Performance Optimization

Tips and techniques for maximizing simulation performance.

Profiling Your Simulation

Before optimizing, identify bottlenecks:

from mechanics_dsl import PhysicsCompiler
from mechanics_dsl.utils.profiling import profile_simulation

compiler = PhysicsCompiler()
compiler.compile_dsl(source)

# Profile the simulation
with profile_simulation() as prof:
    solution = compiler.simulate(t_span=(0, 10))

# Print timing breakdown
prof.print_stats()

Typical output:

MechanicsDSL Profiling Report
=============================
Compilation:     0.234 s (12.3%)
Simulation:      1.567 s (82.4%)
  - RHS evals:   1.234 s (64.9%)
  - Integration: 0.333 s (17.5%)
Visualization:   0.100 s (5.3%)

Solver Selection

Choose the right integrator for your problem:

Solver

Best For

Notes

RK45

General purpose

Default, adaptive step

DOP853

High accuracy needs

8th order, fewer evals

LSODA

Unknown stiffness

Auto-switches methods

BDF

Stiff systems

Implicit, stable

Radau

Very stiff systems

Implicit, high order

Set solver in DSL:

\solve{DOP853}

Or in Python:

solution = compiler.simulate(t_span=(0, 10), method='DOP853')

Tolerance Tuning

Balance accuracy vs speed with tolerances:

# Faster but less accurate
solution = compiler.simulate(rtol=1e-3, atol=1e-6)

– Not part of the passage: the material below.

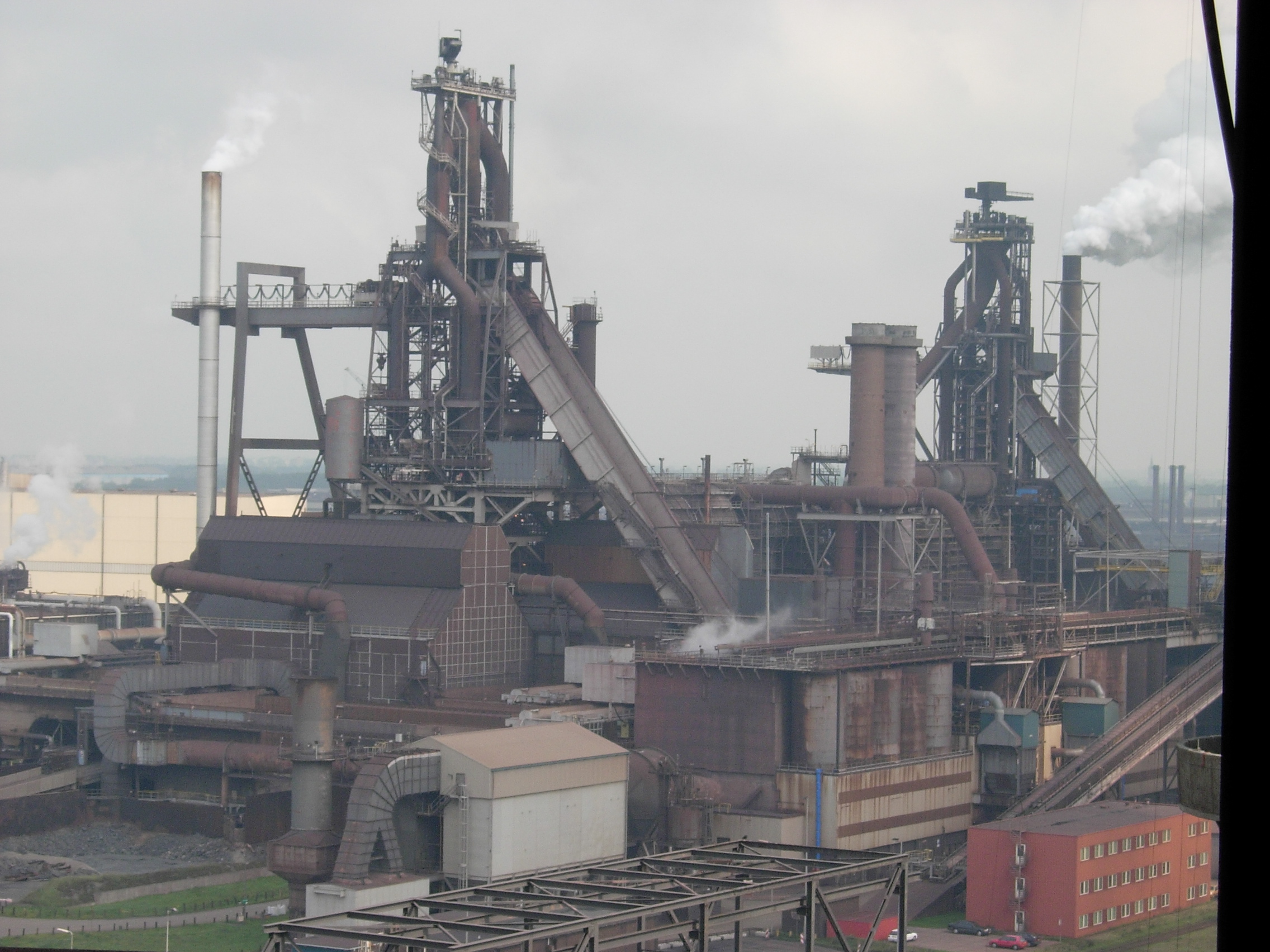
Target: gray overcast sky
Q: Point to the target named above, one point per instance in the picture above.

# Slower but very accurate
solution = compiler.simulate(rtol=1e-12, atol=1e-14)

Rule of thumb:

  • Visualization only: rtol=1e-3 is fine

  • Conservation checks: rtol=1e-6 to 1e-9

  • Research quality: rtol=1e-10 or tighter

Symbolic Simplification

Complex Lagrangians generate complex equations. Simplify:

compiler = PhysicsCompiler(simplify=True)  # Default

# For very complex systems, try aggressive simplification
compiler = PhysicsCompiler(simplify='aggressive')

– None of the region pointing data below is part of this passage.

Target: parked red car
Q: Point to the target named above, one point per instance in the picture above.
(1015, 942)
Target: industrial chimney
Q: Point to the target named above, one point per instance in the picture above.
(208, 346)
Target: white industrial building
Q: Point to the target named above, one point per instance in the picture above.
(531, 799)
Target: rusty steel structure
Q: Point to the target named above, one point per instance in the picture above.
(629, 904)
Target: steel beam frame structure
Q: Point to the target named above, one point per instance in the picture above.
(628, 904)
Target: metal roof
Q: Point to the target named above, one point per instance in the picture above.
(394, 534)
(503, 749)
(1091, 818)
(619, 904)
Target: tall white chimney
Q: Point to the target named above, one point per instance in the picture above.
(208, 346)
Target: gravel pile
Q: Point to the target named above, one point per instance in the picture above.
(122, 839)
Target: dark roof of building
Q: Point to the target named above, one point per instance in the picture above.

This calls SymPy’s simplification routines which may take longer but produce faster runtime code.

Caching

Enable equation caching to avoid recompilation:

from mechanics_dsl.utils.caching import enable_cache

enable_cache(max_size=100)  # Cache last 100 compilations

# First call compiles
compiler.compile_dsl(source)  # ~0.5s

# Subsequent calls use cache
compiler.compile_dsl(source)  # ~0.01s

C++ Code Generation

For maximum performance, generate native code:

# Generate and compile C++
compiler.compile_to_cpp("simulation.cpp", compile_binary=True)

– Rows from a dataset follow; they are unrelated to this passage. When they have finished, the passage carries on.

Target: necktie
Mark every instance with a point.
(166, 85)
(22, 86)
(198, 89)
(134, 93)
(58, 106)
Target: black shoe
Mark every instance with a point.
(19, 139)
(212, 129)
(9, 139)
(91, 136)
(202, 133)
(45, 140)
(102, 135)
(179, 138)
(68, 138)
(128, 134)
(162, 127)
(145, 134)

Typical speedups: 10-100x faster than Python.

See codegen/cpp for details.

Parallelization

For N-body or SPH simulations, use OpenMP:

compiler.compile_to_cpp("simulation.cpp", target="openmp")

Run with multiple threads:

export OMP_NUM_THREADS=8
./simulation

Memory Efficiency

For long simulations, avoid storing every time point:

# Store fewer points
solution = compiler.simulate(
    t_span=(0, 1000),
    num_points=1000  # Instead of default 10000
)

Or use dense output for interpolation:

solution = compiler.simulate(dense_output=True)

# Evaluate at any time
state_at_50 = solution.sol(50.0)

Common Performance Issues

Issue: Simulation slows down over time

  • Check for energy divergence (numerical instability)

  • Try smaller time step or implicit solver

Issue: Compilation takes too long

  • Simplify Lagrangian if possible

  • Enable caching

  • Pre-compile equations and reuse

Issue: Memory usage grows

  • Reduce num_points

  • Use streaming output for long simulations

  • Process results in chunks

Benchmarks

Reference performance on Intel i7-10700K:

System

Points

Python

C++

Simple pendulum

10,000

50 ms

1 ms

Double pendulum

10,000

210 ms

8 ms

3-body problem

10,000

530 ms

15 ms

Figure-8 orbit

10,000

1.2 s

35 ms

SPH (1000 particles)

2000 frames

N/A

4.2 s